Linux NVIDIA drivers not grabbing all cards

Hello,

I have a workstation running PopOS 20.04 with 4 different NVIDIA GPUs, along with onboard VGA graphics from ASPEED 2500. I have been booting linux into the GUI using the onboard VGA and binding all 4 NVIDIA gpus to vfio-pci for passthrough purposes, and that is working fine - I can passthrough whichever card I like to a Windows guest.

Now I would like to use one of my GPUs (Titan Black) for the linux host GUI. When I removed that card from the list of the vfio_pci.ids, the NVIDIA driver would not bind to it - it was left unbound to any driver. As an experiment, I removed all my GPUs from the vfio_pci.ids list. I found that two of my cards (a GT730 and a Quadro P4000) were bound to nvidia, while the other two (a GTX 1060 and the Titan Black) were left unbound.

Has anyone encountered a similar issue? I’m pretty new to linux, so not sure what logs I should post to provide more information, but want to learn and will follow suggestions.

Thanks in advance. Here are some key parameters of my workstation:

OS: Pop!_OS 20.04 LTS, kernel 5.11.0-7614-generic
MB: Supermicro X11SRA-F
CPU: Intel Xeon W-2175
Graphics:

  1. AST2500
  2. GTX 1060 6GB
  3. GT 730
  4. GTX Titan Black
  5. Quadro P4000

Nvidia driver: 460.73.01

lspci of unbound GPU (note that there is no entry for “Kernel driver in use”):
65:00.0 VGA compatible controller [0300]: NVIDIA Corporation GK110B [GeForce GTX TITAN Black] [10de:100c] (rev a1) (prog -if 00 [VGA controller]) Subsystem: NVIDIA Corporation GK110B [GeForce GTX TITAN Black] [10de:1066] Flags: fast devsel, IRQ 11, NUMA node 0 Memory at d2000000 (32-bit, non-prefetchable) [disabled] [size=16M] Memory at c8000000 (64-bit, prefetchable) [disabled] [size=128M] Memory at d0000000 (64-bit, prefetchable) [disabled] [size=32M] I/O ports at b000 [disabled] [size=128] Expansion ROM at d3000000 [disabled] [size=512K] Capabilities: [60] Power Management version 3 Capabilities: [68] MSI: Enable- Count=1/1 Maskable- 64bit+ Capabilities: [78] Express Endpoint, MSI 00 Capabilities: [100] Virtual Channel Capabilities: [128] Power Budgeting <?> Capabilities: [420] Advanced Error Reporting Capabilities: [600] Vendor Specific Information: ID=0001 Rev=1 Len=024 <?> Capabilities: [900] Secondary PCI Express Kernel modules: nvidiafb, nouveau, nvidia_drm, nvidia

Do you have the proprietary driver installed? If not, you will need it because Nouveau will not work with the Titan.

**Edit

Ah. nevermind me. I am not a nVidia user. Wertigon is probably right on this one.

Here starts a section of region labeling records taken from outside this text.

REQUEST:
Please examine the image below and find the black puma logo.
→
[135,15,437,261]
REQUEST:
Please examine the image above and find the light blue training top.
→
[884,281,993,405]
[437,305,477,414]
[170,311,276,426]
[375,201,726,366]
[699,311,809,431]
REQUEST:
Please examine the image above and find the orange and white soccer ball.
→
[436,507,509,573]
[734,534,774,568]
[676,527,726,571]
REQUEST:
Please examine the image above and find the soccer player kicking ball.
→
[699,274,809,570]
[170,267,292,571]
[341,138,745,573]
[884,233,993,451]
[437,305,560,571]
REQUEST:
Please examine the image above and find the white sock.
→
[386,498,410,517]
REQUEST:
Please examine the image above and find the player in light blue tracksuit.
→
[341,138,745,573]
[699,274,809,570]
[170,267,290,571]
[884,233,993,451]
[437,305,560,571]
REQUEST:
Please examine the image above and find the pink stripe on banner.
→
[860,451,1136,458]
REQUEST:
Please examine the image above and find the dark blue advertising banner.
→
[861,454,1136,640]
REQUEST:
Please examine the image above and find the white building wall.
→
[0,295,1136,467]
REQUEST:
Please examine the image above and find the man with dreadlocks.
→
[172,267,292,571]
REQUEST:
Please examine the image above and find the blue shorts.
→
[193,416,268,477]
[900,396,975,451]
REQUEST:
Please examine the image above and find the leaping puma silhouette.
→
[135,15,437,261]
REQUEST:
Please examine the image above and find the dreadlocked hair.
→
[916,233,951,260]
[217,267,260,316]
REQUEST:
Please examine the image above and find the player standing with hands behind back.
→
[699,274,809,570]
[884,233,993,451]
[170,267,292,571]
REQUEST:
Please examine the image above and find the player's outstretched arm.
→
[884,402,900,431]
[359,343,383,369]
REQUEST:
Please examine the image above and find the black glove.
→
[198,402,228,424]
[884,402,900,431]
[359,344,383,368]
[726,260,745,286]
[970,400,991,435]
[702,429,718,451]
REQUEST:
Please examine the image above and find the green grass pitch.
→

This use case might be too specific for most of us Linux veterans. I think you might need to bite the bullet and ask Nvidia about this one, to be honest. :man_shrugging:

Thanks for the replies. I changed my approach and came up with a workaround. I left the linux host as is using the integrated graphics, and then passed through the Titan Black to a linux guest (also running Pop_OS). The NVIDIA driver worked there, although I had to hide the hypervisor from the linux NVIDIA driver just like one has to do for the Windows driver to avoid code 43.

I agree the next step would have been to reach out to NVIDIA support, but since my use case was so unique, I was not sure it would have been resolved easily.

Really? Shame. So the Code 43 fix is exclusive to the Windows drivers for now. No Linux love.